Вечером Тася рассказала о своем желании Maman и получила ее полное одобрение и разрешение проводить в лазарете утренние часы.
– Да благословит вас Господь, дитя, – напутствовала она Тасю.
У Maman недавно на фронт ушел сын.
На следующий день Тася проснулась рано. Не дожидаясь общего завтрака, она перекусила чаем с булочкой, быстро оделась и пошла к Зимнему дворцу.
Шел снег, и пронизывающий ветер бросал холодные снежинки в лицо, заставляя отворачиваться, ускорять шаг и повыше поднимать воротник пальто. Голые руки мерзли – Тася как всегда забыла перчатки, – и приходилось греть их по очереди: одной рукой держать воротник, другую засунуть в карман, потом – наоборот.
Заметенные снегом петербургские улицы в этот ранний час уже были довольно оживленными. Рабочие тянулись на фабрики. Дворники в ватниках и теплых шапках чистили снег и скалывали лед с тротуара. Спешили почтальоны с большими кожаными сумками на широком ремне через плечо. На перекрестках стояли газетчики. Открывали лавки и магазины приказчики. Бежали за продуктами кухарки с корзинкой или кошелкой в руках. Ходили по дворам, громко возвещая о продаже того или иного товара разносчики. То и дело можно было слышать: «Селедки астраханские, селедки!», «Молоко, свежее молоко!», «Пышки, горячие пышки!» На их зов из домов высовывались жильцы и просили подняться в ту или иную квартиру. Некоторые выходили на улицу сами. На перекрестках дежурили городовые в черных шинелях с красным кантом – внушительные, рослые, важные.
На Дворцовой площади стояло несколько машин с красными крестами. Одни подъезжали, другие отъезжали. Входить внутрь было боязно – кто она такая, чтобы появляться в императорском дворце? – но, глубоко вздохнув, Тася собралась с силами и толкнула двери. На мгновение перехватило дыхание от окружающей роскоши. Ни разу в жизни она еще не видела такого великолепия: мрамор, позолота, лепнина, бархатные портьеры, широкие белокаменные лестницы.

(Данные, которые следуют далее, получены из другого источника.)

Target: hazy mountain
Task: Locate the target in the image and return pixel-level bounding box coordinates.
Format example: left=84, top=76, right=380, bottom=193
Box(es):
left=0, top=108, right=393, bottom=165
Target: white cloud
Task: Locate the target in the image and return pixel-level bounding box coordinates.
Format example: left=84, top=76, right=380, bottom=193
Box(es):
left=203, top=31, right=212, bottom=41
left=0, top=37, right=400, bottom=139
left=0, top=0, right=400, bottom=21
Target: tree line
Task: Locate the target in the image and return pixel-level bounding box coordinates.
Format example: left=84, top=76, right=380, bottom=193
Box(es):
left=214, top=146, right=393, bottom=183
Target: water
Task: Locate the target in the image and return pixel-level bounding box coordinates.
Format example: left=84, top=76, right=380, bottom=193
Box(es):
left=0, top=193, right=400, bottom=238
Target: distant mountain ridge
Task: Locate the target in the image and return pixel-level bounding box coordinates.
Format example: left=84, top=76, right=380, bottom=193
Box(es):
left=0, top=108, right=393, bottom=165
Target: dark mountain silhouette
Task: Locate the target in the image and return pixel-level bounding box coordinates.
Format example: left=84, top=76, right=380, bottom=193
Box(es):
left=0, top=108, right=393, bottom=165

Но вот пол был грязным от множества ходивших по нему ног, туда-сюда сновали самые простые люди, а не прекрасные дамы и кавалеры. Тася завертела головой, пытаясь высмотреть, к кому обратиться. Ей на глаза попалась усталая женщина средних лет в сером платье с белым передником и нарукавниками. Темные волосы убраны под белую косынку с красным крестом посередине.
– Прошу прощения, мадам, – остановила ее Тася, – я хотела бы помогать ухаживать за ранеными.
Женщина окинула ее внимательным взглядом.
– Сколько вам лет?
– Восемнадцать.
– Уверены, что справитесь? Это нелегкая работа.
– Я… – Тася хотела ответить, что конечно, но здравый смысл заставил ее остановиться, немного остудив энтузиазм, и она изменила фразу: – Я постараюсь.
Женщина вдруг улыбнулась и одобрительно кивнула:
– Пойдемте.
Она повела Тасю вглубь дворца, по дороге спросив ее имя.
– Тася, – ответила она по привычке, но тут же поправилась: – Наталья Кирилловна.
Женщина снова кивнула:
– Что ж, Наталья Кирилловна, я Антонина Михайловна, помощница нашего главного врача. В институте учились?
– Да, в Павловском, – Тася удивилась, как она догадалась – вид у нее, что ли, бывшей институтки?